Oltre a diretti concorrenti come AOL e Google, anche Daily Mail sembra interessata a mettere le mani sulle attività di Yahoo
Oltre a diretti concorrenti come AOL e Google, anche Daily Mail sembra interessata a mettere le mani sulle attività di Yahoo

Il prossimo 18 aprile si chiuderà il tempo per presentare le offerte per l’acquisizione di Yahoo e si deciderà il destino del business in viola, la cui proprietà sembra interessata ad occuparsi solo degli investimenti finanziari. Verizon, Google e Daily Mail sarebbero tra i possibili soggetti interessati all’operazione.
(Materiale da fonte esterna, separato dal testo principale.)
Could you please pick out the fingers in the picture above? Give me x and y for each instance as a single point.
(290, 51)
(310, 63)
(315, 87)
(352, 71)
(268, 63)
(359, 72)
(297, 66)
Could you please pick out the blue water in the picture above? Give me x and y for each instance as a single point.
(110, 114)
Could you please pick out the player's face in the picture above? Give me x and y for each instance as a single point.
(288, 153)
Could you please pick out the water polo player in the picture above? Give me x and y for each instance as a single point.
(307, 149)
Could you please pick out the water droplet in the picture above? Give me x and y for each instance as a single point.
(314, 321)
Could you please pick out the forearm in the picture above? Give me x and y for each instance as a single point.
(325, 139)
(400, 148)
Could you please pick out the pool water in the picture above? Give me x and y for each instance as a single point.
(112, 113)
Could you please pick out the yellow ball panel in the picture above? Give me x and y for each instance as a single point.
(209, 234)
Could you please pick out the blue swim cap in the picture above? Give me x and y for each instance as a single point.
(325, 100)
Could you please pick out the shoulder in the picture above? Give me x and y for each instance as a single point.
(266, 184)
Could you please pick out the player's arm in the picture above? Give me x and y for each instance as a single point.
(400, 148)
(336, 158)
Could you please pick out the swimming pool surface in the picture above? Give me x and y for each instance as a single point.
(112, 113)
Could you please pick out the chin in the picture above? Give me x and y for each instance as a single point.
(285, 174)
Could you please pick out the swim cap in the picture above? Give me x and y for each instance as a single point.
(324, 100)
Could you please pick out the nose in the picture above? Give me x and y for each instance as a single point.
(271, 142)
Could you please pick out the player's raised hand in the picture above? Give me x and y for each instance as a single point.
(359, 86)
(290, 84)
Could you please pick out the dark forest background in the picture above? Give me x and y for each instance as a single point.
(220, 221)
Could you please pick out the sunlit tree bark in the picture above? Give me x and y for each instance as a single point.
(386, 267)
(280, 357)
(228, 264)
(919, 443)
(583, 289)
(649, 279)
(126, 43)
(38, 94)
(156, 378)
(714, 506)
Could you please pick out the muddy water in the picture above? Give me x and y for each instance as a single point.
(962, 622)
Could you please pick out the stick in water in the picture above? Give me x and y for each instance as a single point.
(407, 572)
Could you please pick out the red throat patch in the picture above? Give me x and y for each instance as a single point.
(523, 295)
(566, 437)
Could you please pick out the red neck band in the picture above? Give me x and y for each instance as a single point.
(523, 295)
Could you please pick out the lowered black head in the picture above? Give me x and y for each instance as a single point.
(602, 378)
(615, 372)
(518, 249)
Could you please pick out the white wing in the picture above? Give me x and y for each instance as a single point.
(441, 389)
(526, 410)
Mentre qualche settimana fa il CEO Melissa Mayer ribadiva di avere massima fiducia nell’azienda che avrebbe ora riorganizzato il proprio business partendo dalla suddivisione dell’Ad Group in due divisioni e in 7 diversi tipi di offerte (search, mail, tumblr, news, sport, finanza e lifestyle), sembra dunque essere giunto il momento della vendita. Si tratta della diretta conseguenza del trend negativo del sito in viola, che ha continuato a lottare per il contenimento delle perdite: un’operazione finora in parte riuscita solo grazie agli oculati investimenti che l’ avevano portata a detenere parte del gigante cinese Alibaba.

Proprio su tali investimenti sembra ora volersi concentrare Yahoo, pronto invece – come anticipato già da qualche mese – a liberarsi del suo business, comprensivo delle proprietà e dei marchi dell’ex-colosso.

A farsi avanti, ora, sono diversi operatori del settore anche se le offerte sono ancora tutte da confermare: secondo alcune indiscrezioni tra gli interessati vi sarebbero Google e Verizon Communications , che le fonti dicono pronta a mettere sul tavolo l’interessamento anche per Yahoo Japan e la possibile integrazione con AOL, nonché i fondi di investimento Bain e TPG. Tra i possibili interessati sembra esserci anche la divisione del tabloid britannico Daily Mail, che sembra stia discutendo la questione con diversi fondi di investimento.

Tutte avranno tempo per concretizzare le loro offerte entro il prossimo 18 aprile, apparentemente la deadline stabilita per l’asta.
Non interessate sarebbero invece per il momento AT&T, Comcast e Microsoft, nonostante il fallito tentativo di acquisizione portato avanti nel 2008.